Hand Hygiene before non-sterile gloving: a waste of time?

Rock, C, Harris, AD, Reich, NG, Johnson, JK, Thom, KA.  Is hand hygiene before putting on nonsterile gloves in the intensive care unit a waste of health care worker time? - A randomized controlled trial.  Am J Infect Control 2013; 41(11); 994-996.  

by Kirk Huslage, RN, BSN, MSPH, CIC
Hand hygiene is recognized as a basic measure for the prevention of HAIs, but there have been limited studies about the importance of hand hygiene prior to donning non-sterile gloves.   A group of researchers from the University of Maryland School of Medicine conducted a prospective, randomized controlled trial of healthcare personnel entering Contact Isolation rooms in 7 ICUs in an academic medical center. 

Two hundred thrity Healthcare personnel were randomized into two groups, hand hygiene prior to donning gloves (n=115)  and direct gloving without hand hygiene(n=115).   Workers for whom hand hygiene was observed prior randomization or they had already participated.  For both groups, hand imprint cultures were taken prior to any intervention, and were  repeated following donning of non-sterile gloves for both groups.  Both groups were also timed to see how long it took to don gloves.

The researchers found no statistical difference in the average colony forming units (CFU) counts of gloved hands between the hand hygiene  prior to gloving and direct gloving groups (6.9 vs 8.1 CFU, p=0.52).  Pathogenic organisms were rarely identified (1 MRSA isolate in hand hygiene prior to gloving group and 2 MSSA isolates in the direct gloving group), with most other organisms constituting expected transient flora including CONS, micococcus, diphtheroids adn bacillus.    They also found that the average time needed per episode for the hand hygiene and direct gloving groups were 53.3 seconds and 21.8 seconds (p <0.01), respectively.


Based on their findings, they concluded hand hygiene prior to non-sterile gloving did not significantly decrease the bacterial count on gloves, and that hand hygiene prior to gloving took an additional 31.5 seconds, which results in 19 minutes of unnecessary hand hygiene prior to gloving per 12 hr shift.

Reviewer's Comments:   This is an informative study and is certainly important when considering changes to current hand hygiene recommendations.

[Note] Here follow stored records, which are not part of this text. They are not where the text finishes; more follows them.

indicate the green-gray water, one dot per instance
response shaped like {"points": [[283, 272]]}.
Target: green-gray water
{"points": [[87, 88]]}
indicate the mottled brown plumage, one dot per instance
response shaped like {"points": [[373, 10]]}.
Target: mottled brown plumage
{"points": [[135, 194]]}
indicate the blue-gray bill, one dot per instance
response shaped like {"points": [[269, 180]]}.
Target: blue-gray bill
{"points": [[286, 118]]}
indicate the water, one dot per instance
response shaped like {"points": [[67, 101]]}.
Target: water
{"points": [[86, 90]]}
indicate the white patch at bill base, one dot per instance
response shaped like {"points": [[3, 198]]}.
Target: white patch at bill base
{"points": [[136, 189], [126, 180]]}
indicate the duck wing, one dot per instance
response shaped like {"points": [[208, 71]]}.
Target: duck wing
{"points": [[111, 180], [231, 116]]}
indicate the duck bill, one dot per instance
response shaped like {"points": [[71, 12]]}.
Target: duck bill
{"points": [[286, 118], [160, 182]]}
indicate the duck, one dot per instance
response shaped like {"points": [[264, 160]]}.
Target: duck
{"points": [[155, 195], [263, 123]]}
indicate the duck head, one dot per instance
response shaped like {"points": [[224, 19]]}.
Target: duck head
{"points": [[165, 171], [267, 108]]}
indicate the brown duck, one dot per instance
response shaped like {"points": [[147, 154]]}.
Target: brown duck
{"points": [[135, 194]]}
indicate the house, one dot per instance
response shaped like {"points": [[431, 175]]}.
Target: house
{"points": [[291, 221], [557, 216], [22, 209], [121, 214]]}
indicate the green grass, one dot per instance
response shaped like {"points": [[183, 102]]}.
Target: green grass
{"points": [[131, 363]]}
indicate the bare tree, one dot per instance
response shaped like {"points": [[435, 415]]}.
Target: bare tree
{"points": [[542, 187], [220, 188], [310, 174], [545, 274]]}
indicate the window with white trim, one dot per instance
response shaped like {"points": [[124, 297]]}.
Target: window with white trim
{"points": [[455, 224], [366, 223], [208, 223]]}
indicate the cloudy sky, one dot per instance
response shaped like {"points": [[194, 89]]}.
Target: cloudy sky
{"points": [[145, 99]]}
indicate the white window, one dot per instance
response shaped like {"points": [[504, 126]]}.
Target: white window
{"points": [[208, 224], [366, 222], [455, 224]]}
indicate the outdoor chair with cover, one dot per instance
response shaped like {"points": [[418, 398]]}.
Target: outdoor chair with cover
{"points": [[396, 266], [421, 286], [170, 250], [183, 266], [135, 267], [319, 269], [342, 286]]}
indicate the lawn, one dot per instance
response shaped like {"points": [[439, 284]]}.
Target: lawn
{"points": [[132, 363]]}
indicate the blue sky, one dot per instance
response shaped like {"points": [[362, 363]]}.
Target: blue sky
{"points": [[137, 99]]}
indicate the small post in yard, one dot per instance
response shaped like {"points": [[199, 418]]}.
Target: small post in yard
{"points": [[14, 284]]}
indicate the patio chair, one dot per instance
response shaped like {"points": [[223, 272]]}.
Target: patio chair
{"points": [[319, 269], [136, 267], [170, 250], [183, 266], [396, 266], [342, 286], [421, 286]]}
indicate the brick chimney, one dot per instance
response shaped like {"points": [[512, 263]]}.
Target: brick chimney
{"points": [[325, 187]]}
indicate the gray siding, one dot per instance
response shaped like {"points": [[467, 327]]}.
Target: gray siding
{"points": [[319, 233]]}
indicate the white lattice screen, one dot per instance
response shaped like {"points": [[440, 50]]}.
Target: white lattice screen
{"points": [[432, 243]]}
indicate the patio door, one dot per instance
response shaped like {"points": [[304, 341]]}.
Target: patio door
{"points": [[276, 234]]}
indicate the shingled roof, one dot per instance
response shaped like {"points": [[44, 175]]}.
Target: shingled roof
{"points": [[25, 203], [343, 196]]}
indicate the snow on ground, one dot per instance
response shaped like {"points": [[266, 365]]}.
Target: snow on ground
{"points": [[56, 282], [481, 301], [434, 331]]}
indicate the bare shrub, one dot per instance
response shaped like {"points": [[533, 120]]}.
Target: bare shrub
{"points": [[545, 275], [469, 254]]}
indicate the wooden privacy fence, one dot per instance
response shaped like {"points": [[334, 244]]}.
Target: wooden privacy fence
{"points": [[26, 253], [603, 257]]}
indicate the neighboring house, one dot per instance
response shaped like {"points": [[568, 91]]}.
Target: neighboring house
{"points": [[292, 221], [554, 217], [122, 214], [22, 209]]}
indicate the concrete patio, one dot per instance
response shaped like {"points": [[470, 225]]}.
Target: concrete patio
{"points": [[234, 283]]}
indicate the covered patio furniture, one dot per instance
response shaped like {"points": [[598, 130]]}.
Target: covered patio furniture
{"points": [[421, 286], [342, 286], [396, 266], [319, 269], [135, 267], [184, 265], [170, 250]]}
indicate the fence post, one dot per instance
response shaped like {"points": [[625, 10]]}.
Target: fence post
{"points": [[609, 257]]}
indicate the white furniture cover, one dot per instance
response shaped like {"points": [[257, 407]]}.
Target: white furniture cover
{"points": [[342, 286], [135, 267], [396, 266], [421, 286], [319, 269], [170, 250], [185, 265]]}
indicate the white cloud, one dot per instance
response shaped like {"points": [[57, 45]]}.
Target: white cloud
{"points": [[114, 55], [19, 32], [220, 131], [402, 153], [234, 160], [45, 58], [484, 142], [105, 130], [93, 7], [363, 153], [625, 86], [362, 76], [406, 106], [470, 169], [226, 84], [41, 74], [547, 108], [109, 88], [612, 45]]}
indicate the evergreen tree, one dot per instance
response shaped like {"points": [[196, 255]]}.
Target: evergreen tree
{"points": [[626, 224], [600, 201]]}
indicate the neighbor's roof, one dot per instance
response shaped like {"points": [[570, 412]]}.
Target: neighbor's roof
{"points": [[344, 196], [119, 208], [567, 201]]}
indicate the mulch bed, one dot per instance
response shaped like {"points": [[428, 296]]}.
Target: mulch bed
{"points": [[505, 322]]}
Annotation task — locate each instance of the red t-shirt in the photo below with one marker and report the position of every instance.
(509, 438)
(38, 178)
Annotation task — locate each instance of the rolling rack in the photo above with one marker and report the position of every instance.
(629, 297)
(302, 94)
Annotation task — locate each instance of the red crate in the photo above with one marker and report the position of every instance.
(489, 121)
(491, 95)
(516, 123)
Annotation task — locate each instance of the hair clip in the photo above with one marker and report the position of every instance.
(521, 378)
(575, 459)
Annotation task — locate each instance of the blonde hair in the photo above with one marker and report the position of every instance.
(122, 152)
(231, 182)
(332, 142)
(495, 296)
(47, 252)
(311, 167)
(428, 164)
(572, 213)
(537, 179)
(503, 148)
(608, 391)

That being said, it is a relatively small single center study and is not generalizable to all healthcare settings. Additional studies should be done in other settings before  conclusions can be made about the findings. This study should not lead to a rapid decline in hand hygiene prior to non-sterile glove use, as gloves are not a replacement for hand hygiene. A study published in ICHE in 2011 found that the rate of compliance with hand hygiene was significantly lower before and after patient contact when gloves are worn (30% and 47%, respectively) compared to when gloves are not worn (40% and 52%). Gloves are intended to prevent the spread of germs from a patient/object/surface  to a person's hands, and to prevent the spread of germs from a person's hands to a person/object/surface. That being said, gloves are not a fail-safe barrier.  Even new gloves can have holes in them. The FDA allows 1.5% of medical gloves to have defects large enough to allow water to leak through. Additionally, gloves can also be damaged during use, which often go unnoticed by wearers and can create the opportunity for pathogen transfer. These concerns alone make proper hand hygiene before and after glove use incredibly important for mitigating potential pathogen transfer. Gloves are not a substitute for good hand hygiene.

References:
1.  Rock, C, Harris, AD, Reich, NG, Johnson, JK, Thom, KA.  Is hand hygiene before putting on nonsterile gloves in the intensive care unit a waste of health care worker time? - A randomized controlled trial.  Am J Infect Control 2013; 41(11); 994-996. 

2.  Fuller C, et al.  "The dirty hand in the latex glove":  A study of hand hygiene compliance when gloves are worn.  Infect Control Hosp Epidemiol 2011; 32(12): 1194.